La situación judicial del juez federal Gastón Salmain suma un nuevo capítulo adverso. La Cámara Federal de Rosario rechazó nuevamente su pedido de autorización para salir del país, en una causa donde está procesado por corrupción y con prisión preventiva dictada, aunque no efectivizada por los fueros que lo protegen.
Salmain había solicitado viajar a Europa entre diciembre de 2025 y enero de 2026 para reencontrarse con sus hijos, quienes ya se encontraban en el exterior. Su defensa argumentó que la negativa anterior provocó un “daño institucional permanente” y que la restricción funcionaba como una “sanción anticipada”, más allá de que la Cámara de Casación incluso habilitó la feria judicial para que el tribunal rosarino revisara el planteo.
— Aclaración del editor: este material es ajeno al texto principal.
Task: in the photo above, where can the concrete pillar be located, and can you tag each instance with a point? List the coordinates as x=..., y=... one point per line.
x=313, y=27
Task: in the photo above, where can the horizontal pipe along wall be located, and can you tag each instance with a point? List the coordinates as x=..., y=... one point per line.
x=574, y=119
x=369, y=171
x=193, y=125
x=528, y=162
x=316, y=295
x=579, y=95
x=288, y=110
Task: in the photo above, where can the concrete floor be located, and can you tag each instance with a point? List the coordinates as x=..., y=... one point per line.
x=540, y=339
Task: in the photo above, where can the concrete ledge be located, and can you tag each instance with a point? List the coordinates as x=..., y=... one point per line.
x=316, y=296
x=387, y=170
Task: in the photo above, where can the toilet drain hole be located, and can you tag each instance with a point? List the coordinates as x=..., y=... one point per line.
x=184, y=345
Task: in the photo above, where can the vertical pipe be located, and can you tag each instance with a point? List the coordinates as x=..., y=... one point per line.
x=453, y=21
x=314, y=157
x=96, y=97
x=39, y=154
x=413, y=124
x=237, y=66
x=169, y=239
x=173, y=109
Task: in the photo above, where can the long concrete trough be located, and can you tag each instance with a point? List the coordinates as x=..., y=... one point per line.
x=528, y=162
Sin embargo, el fiscal de Cámara Javier Arzubi Calvo fue categórico: sostuvo que el magistrado intentó entorpecer la investigación y remarcó que “la prohibición de salida del país, como medida de resguardo del proceso, resulta razonable y proporcional”. La posición fue acompañada por los camaristas Ricardo Moisés Vásquez, Elida Isabel Vidal y Silvina María Andalaf Casiello, quienes consideraron que el viaje tenía carácter “estrictamente vacacional” y que no se acreditó ninguna imposibilidad para reprogramarlo.
El fallo también expuso un punto político-institucional sensible: la Cámara subrayó que la denegatoria no vulnera la inmunidad de arresto que protege a Salmain como juez, y advirtió que extender ese privilegio más allá de su finalidad constitucional implicaría romper el principio de igualdad ante la ley. Un mensaje directo a un Poder Judicial cuestionado por sus zonas de autoprotección.
El trasfondo del caso es aún más delicado. Salmain fue procesado junto al financista Fernando Elías Whpei y el escribano Santiago Busaniche, acusados de haber favorecido a un fideicomiso con la salida de 10 millones de dólares durante las restricciones cambiarias del final del gobierno de Alberto Fernández. La acusación fiscal sostiene que existió un pacto para otorgar un beneficio judicial a cambio de una coima de 200 mil dólares, aunque el pago no se habría concretado tras cambios políticos que alteraron el desenlace del expediente.
El juez federal Carlos Vera Barros dictó la prisión preventiva y la prohibición de salida del país por la gravedad de los hechos y el riesgo procesal, mientras que la comisión de Acusación del Consejo de la Magistratura analiza su situación, con un jury de enjuiciamiento como posible desenlace institucional.